Le ministre-président du gouvernement bruxellois, Charles Picqué s'inquiète dans une interview au quotidien Le Soir des projets de la SNCB. Il craint que la société oublie Bruxelles. "Les intentions de la SNCB pour Bruxelles ne sont pas claires" déplore-t-il.

M. Picqué demande "un accord global où la SNCB s'engage et dévoile ses intentions". Charles Picqué souligne qu'étant donnée la situation financière de la SNCB, "l'heure est au choix". Or, il a peur que Bruxelles ne soit oubliée.

Il craint que domine "une vision très utilitariste" de la capitale, "à savoir penser à la manière de faire entrer les gens dans la ville sans se soucier des besoins propres des Bruxellois". Il ajoute que le terme des mandats des dirigeants actuels et les affaires courantes augmente le risque de cacophonie.

A propos de l'augmentation de la capacité de la jonction nord-midi, M. Picqué rappelle qu'actuellement, 73.000 voyageurs débarquent déjà en moyenne chaque jours à la gare centrale.

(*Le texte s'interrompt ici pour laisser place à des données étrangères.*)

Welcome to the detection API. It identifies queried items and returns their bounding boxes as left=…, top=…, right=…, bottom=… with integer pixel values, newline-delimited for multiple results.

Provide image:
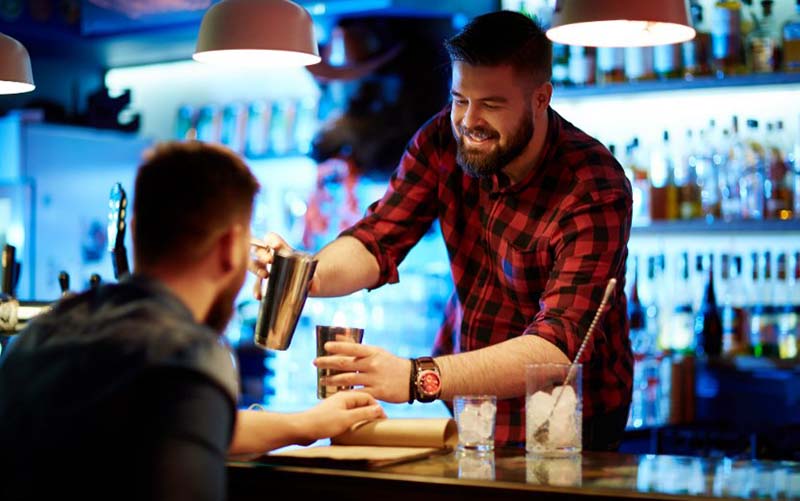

La moitié d'entre eux emprunte le réseau des transports urbains, surtout le métro. Augmenter cette charge et la reporter sur le réseau de la STIB "est un piège infernal", dit-il. Le problème est le même pour le RER. "Un tel outil ne peut servir uniquement à entrer dans la ville...

Bruxelles compte 36 gares et points d'arrêt confirmés. Cela ne nous satisfait pas. Nous en demandons 11 de plus".

M. Picqué s'inquiète aussi pour les travaux que cette augmentation de capacité impliquera. "Je n'accepterai pas une défiguration du tissu urbain", dit-il. Et d'ajouter qu'il faudra aussi veiller au financement de ces travaux.

"Je refuse que le chantier soit financé par des opérations de promotion immobilière douteuses portant sur des bureaux, au détriment de la mixité", ajoute le ministre-président.

Ces craintes sont aussi valables pour la construction d'une nouvelle gare du Midi. "Je crains qu'on lie le financement d'un tel projet à celui de la jonction Nord-Midi", dit Charles Picqué.